DOWNEY AT HIS BEST -- WHAT A 'GUY'
Courtesy Photo
"TWO GIRLS & A GUY"
84 minutes | Rated: R
Opened: Friday, April 24, 1998
Written & directed by James Toback

Starring Robert Downey, Jr., Heather Graham & Natasha Gregson Wagner



This film is on the Best of 1998 list.
Sexually charged roundelay features fantastic performances


If Robert Downey, Jr. never cleans up his act and spends six months out of every year in jail or drug rehab for the rest of his life, it would be a shame. But I would still go see any movie the guy makes between trips to the big house, because he is arguably the most under-appreciated actor of his generation.

Time and again in films like "Chaplin," "Restoration" and "One Night Stand," he has proven an amazing, cathartic ability to inhabit a character in thought and action. At his best, the man doesn't act -- he becomes.

But as long as he lives -- and admittedly that might not be long at the rate he's going -- he may never top his performance in "Two Girls and a Guy."

A thrown-together three-character study in duplicity, this love triangle was penned by writer and director James Toback ("Bugsy," "The Pick-Up Artist") expressly for Downey to help him get back on track after one of his stints in rehab, and it is (please pardon the cliche) his tour de force.

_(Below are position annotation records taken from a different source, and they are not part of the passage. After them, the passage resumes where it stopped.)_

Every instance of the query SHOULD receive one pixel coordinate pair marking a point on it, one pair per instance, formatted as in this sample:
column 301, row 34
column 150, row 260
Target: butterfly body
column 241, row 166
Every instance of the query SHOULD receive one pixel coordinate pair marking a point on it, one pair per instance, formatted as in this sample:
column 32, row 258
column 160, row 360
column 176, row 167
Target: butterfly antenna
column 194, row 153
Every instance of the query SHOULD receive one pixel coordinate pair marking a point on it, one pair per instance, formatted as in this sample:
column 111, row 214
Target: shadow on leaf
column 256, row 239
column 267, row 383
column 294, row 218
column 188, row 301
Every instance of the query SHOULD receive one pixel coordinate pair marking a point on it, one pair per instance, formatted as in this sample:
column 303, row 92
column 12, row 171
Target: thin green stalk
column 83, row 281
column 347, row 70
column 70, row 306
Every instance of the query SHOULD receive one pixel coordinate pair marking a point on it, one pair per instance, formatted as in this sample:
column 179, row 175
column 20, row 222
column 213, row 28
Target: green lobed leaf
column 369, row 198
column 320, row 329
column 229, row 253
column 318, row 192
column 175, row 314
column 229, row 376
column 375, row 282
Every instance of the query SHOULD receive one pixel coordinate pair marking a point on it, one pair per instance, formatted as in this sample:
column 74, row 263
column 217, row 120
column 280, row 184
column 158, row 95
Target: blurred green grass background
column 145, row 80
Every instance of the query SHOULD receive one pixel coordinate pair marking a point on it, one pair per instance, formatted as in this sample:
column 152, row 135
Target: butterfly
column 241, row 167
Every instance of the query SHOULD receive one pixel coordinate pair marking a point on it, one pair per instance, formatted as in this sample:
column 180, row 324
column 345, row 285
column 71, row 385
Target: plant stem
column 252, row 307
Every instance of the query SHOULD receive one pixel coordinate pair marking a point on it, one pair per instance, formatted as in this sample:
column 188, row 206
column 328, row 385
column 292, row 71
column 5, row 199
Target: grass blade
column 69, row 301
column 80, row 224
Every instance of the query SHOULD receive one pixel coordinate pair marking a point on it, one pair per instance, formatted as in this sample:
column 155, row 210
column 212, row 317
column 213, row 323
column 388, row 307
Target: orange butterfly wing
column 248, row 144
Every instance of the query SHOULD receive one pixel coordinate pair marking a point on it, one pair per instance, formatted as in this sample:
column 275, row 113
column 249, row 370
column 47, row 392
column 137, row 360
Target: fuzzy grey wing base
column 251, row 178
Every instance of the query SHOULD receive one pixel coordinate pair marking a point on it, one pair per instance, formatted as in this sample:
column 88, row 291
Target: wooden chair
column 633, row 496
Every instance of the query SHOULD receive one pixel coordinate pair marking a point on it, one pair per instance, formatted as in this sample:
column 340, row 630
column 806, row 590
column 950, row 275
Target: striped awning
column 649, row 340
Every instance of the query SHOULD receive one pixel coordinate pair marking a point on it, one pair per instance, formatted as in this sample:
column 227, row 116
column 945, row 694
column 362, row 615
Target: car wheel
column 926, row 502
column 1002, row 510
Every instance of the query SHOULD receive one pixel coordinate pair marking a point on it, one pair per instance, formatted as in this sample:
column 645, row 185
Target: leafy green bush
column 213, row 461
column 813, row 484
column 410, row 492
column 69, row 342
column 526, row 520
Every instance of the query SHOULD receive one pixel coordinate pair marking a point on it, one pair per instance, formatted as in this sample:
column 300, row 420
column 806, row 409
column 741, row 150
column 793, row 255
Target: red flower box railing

Downey plays an actor returning from a trip to his sweet Manhattan loft to find his two girlfriends (Heather Graham and Natasha Gregson Wagner), laying in wait to confront him. It seems they had not known about each other until they both showed up to welcome him home, and our boy is in very hot water.

Largely improvised, the sexually charged roundelay that follows is so remarkably honest that it feels like you're watching it live. Obviously filmed with cameras rolling for sometimes 10 minutes at a take, and often with shots swinging between actors as they argue, Toback must have been positively giddy watching this film evolve before his lens.

As strikingly dissimilar girls, Graham ("Boogie Nights") and Wagner (Natalie Wood's daughter) play their characters' jealousies close to the vest, opting to try tag-teaming the conniving Downey into guilty confessions.

Wagner is a combative sprite with an ironic sense of humor, who is would probably rather knock his block off and be done with it. But Graham, passionate but reserved, lends a calm to the romantic hostilities.

Downey's two-timer is such a successful louse that, after the initial stuttering shock of being caught, he immediately begins prey on the weaknesses he know to exist within each girlfriend. He's pretty sure he can salvage at least one of the relationships, if not both.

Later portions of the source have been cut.